In my newsletter last month, I announced my new creative project for this year: learning to sing! In the weeks since then, my daily assignments in the Fear of Singing Breakthrough Program have gotten me doing a lot of things I definitely wouldn’t have done otherwise: Breaking down the musical theory behind “The Happy Birthday Song.” Leaping up and down in front of my computer, an invisible mic held to my mouth, as I mimic YouTube videos of David Byrne (“Life During Wartime”) and Blondie “One Way or Another.” Singing arpeggios while sounding them out on the piano. Driving down I-280 from San Francisco to Santa Cruz while belting out “Oh What A Beautiful Morning” from the musical Oklahoma.
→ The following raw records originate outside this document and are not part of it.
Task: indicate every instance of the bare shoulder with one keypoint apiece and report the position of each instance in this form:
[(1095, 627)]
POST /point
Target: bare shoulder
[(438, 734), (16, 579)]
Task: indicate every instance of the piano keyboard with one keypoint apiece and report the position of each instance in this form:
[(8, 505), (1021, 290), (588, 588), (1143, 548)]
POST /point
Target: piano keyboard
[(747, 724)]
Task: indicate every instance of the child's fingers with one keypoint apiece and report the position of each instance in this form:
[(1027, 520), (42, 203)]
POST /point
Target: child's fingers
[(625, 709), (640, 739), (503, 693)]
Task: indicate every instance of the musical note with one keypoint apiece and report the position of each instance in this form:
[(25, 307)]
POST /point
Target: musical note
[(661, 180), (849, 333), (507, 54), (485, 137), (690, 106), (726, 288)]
Each of these assignments has chipped away at a limiting self-image—some variation on “I’m not good at…” or “I’m not the sort of person who…” or (especially potent) “I’ll look ridiculous if I…” Buddhist teacher Tara Brach tells a story about a tiger, caged in a zoo for most of its life, who was released into the relative freedom of a wildlife sanctuary. Instead of roaming free, the tiger spent the rest of its life pacing back and forth within the confines of an invisible cage. When it comes to singing, I’ve been like that tiger, trapped inside fake bars formed by beliefs about what I couldn’t do. Now I’m starting to explore the wilderness outside that imaginary zoo. Maybe I look—or sound—a little eccentric from time to time. But do I have the time to waste worrying about that?

I have to admit: I’ve sung less —and written less about it–than I’d hoped. But I’m on my way, focusing on progress, not perfection: Trying to sing just a little bit every day. Jotting notes about my experiences in my journal. Not beating myself up when I miss a few days, but just returning back to the practice without judgment—the way I bring my mind back to my breath when my attention wanders in meditation. I’ve posted a couple of blog posts about what I’ve discovered, which you can read here if you’ve missed them.

I’m about to leave town to teach a meditation retreat in Germany. But when I get back, I’m planning to join a choir. I’ll let you know how that goes! In the meantime, I hope we all keep breaking out of the zoos we’ve let ourselves be trapped in.